Stossel: Stupid on Steroids

John Stossel writes that “Our Government Doesn’t Create Jobs, It Kills Them.” In this column he objects to something the President said recently:

“We’re the country that built the intercontinental railroad,” Obama says. “So how can we now sit back and let China build the best railroads?”

The President meant the transcontinental railroad, but he’s not the first person to call it the “intercontinental railroad.”

Stossel then launches into a history of the transcontinental railroad that makes it into the biggest money-wasting boondoggle in history — “a Solyndra-like Big Government scandal,” he says. And he brings up all the corruption and bribery that went along with the project, and tosses in the fact that the two railroad companies that built the transcontinental railroad both went bankrupt a few years later. The project inflicted terrible cruelty on the workers, particularly the Chinese hired by the Central Pacific. It also was another blow to the cultures of the plains Indians.

On the other hand, any history book will tell you that the transcontinental railroad had a huge impact on the nation’s culture and economy. Goods could be shipped across the country at a fraction of the time and cost as before. Towns, and new businesses, sprang up all along the route. Interstate trade boomed. For all the graft and waste and cruelty that went with it, it created real wealth for the entire country.

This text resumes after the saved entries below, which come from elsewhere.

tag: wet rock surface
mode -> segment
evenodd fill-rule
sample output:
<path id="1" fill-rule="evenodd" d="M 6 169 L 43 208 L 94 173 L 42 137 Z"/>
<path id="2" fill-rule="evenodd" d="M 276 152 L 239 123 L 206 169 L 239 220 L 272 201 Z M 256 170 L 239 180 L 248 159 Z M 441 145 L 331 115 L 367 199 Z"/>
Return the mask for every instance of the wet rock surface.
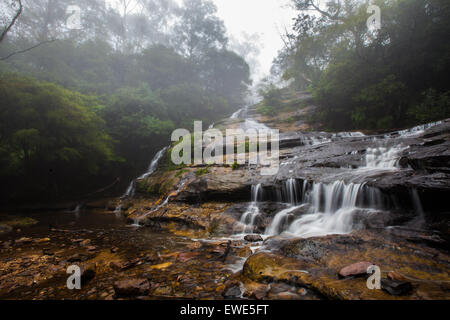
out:
<path id="1" fill-rule="evenodd" d="M 0 299 L 450 299 L 449 137 L 450 121 L 372 136 L 292 125 L 274 176 L 174 169 L 162 151 L 135 198 L 0 222 Z M 66 287 L 73 265 L 81 290 Z"/>
<path id="2" fill-rule="evenodd" d="M 450 299 L 442 287 L 450 281 L 450 257 L 401 237 L 357 231 L 310 239 L 268 239 L 266 246 L 272 250 L 247 259 L 246 278 L 303 286 L 329 299 L 423 299 L 423 292 L 427 299 Z M 381 269 L 382 290 L 367 287 L 366 267 L 372 264 Z M 393 272 L 396 279 L 388 278 Z"/>

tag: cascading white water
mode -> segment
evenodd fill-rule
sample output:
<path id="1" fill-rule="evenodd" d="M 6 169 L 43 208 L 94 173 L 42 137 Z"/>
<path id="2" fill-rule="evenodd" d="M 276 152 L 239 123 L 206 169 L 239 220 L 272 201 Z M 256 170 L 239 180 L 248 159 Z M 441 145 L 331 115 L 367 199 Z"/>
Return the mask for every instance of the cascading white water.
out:
<path id="1" fill-rule="evenodd" d="M 246 119 L 243 123 L 242 123 L 242 127 L 244 130 L 249 130 L 249 129 L 255 129 L 255 130 L 267 130 L 269 131 L 269 127 L 266 126 L 265 124 L 262 124 L 258 121 L 252 120 L 252 119 Z"/>
<path id="2" fill-rule="evenodd" d="M 81 211 L 81 207 L 82 207 L 81 204 L 77 204 L 76 207 L 75 207 L 75 209 L 73 209 L 73 210 L 67 210 L 67 211 L 65 211 L 65 212 L 67 212 L 67 213 L 75 213 L 75 215 L 78 215 L 78 214 L 80 213 L 80 211 Z"/>
<path id="3" fill-rule="evenodd" d="M 325 138 L 325 137 L 310 137 L 307 140 L 307 144 L 310 146 L 318 146 L 325 143 L 330 143 L 331 139 Z"/>
<path id="4" fill-rule="evenodd" d="M 158 211 L 159 209 L 161 209 L 162 207 L 166 206 L 166 205 L 169 203 L 169 201 L 170 201 L 171 198 L 173 198 L 174 196 L 177 196 L 177 195 L 180 193 L 181 189 L 183 189 L 183 187 L 186 185 L 186 183 L 187 183 L 187 181 L 183 181 L 183 182 L 179 185 L 179 187 L 177 188 L 177 190 L 176 190 L 175 192 L 171 192 L 171 193 L 167 196 L 167 198 L 166 198 L 161 204 L 157 205 L 155 208 L 153 208 L 152 210 L 150 210 L 149 212 L 147 212 L 146 214 L 144 214 L 144 215 L 142 216 L 142 218 L 145 218 L 145 217 L 148 216 L 149 214 L 151 214 L 151 213 L 153 213 L 153 212 L 156 212 L 156 211 Z"/>
<path id="5" fill-rule="evenodd" d="M 312 206 L 310 213 L 295 220 L 287 232 L 298 237 L 350 233 L 362 187 L 343 181 L 329 185 L 315 183 L 305 199 Z"/>
<path id="6" fill-rule="evenodd" d="M 114 210 L 114 214 L 115 214 L 117 217 L 119 217 L 121 213 L 122 213 L 122 203 L 120 203 L 120 204 L 116 207 L 116 209 Z"/>
<path id="7" fill-rule="evenodd" d="M 122 200 L 123 199 L 127 199 L 127 198 L 132 198 L 134 197 L 134 194 L 136 192 L 136 181 L 140 180 L 140 179 L 146 179 L 149 176 L 151 176 L 156 169 L 158 168 L 158 164 L 159 164 L 159 160 L 161 160 L 161 158 L 164 156 L 164 153 L 166 152 L 166 150 L 169 147 L 165 147 L 164 149 L 160 150 L 152 159 L 152 162 L 150 163 L 147 171 L 141 175 L 139 178 L 131 181 L 130 185 L 128 186 L 127 190 L 125 191 L 125 193 L 120 197 L 120 202 L 117 205 L 116 209 L 114 210 L 114 213 L 116 215 L 120 215 L 120 213 L 122 212 Z"/>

There was only one 19th-century railroad company, Great Northern, that didn’t receive government subsidies, and which didn’t go bankrupt in the Panic of 1893, as many other railroads did (for reasons not entirely of their making). But Great Northern wasn’t operational until 1890, and it didn’t build the transcontinental railroad.

Then Stossel says,

We need infrastructure, but the beauty of leaving most of these things to the private sector — without subsidies, bailouts and other privileges — is that they would have to be justified by the profit-and-loss test. In a truly free market, when private companies make bad choices, investors lose their own money. This tends to make them careful.

But the only way private companies build infrastructure is infrastructure for their own personal use. Why would any company build a road or a bridge if anyone’s trucks can use them? There’s no profit in it, unless the company can charge for using it somehow.

No private company ever would have built the interstate highway system, or the Golden Gate Bridge, or the Hoover Dam. Or the transcontinental railroad, for that matter. Would not have happened. Yet building those things eventually made a whole lot of business enterprise possible that would not have been possible otherwise.

Stossel’s complaint about the railroad could be said about the voyages of Columbus, you know. I’m pretty sure those voyages were a financial loss to Ferdinand and Isabella, and Columbus turned out to be, um, a problematic individual.

And has the space program made a profit yet? I doubt it.

Righties are sooooo stupid.

Carnival of Stupid

Two Dems, Nelson and Tester, voted with Republicans and Holy Joe Lieberman to kill the President’s jobs bill. This was not a vote on the bill itself, but a vote on whether the Senate would debate the bill. It needed 60 votes and only got 50, all Dems.

Conventional wisdom says Rick Perry’s presidential campaign is over. I had thought he probably would self-destruct before the nomination was settled, but I didn’t think it would be this fast.

What’s funny is that a lot of rightie bloggers are noticing that Perry is stupid. Yet you could line up the rest of the Seven Clowns and be hard pressed to find a measurable IQ in any of them. Mittens stands out mostly because he is less stupid than the rest of them, but he’s not exactly a rocket scientist, either.

The flavor du jour in rightieland is Herman Cain, who has an elaborate scheme to overhaul federal taxes so that the rich and corporations don’t have to pay so much. Bruce Bartlett explains why Cain’s plan is very, very stupid.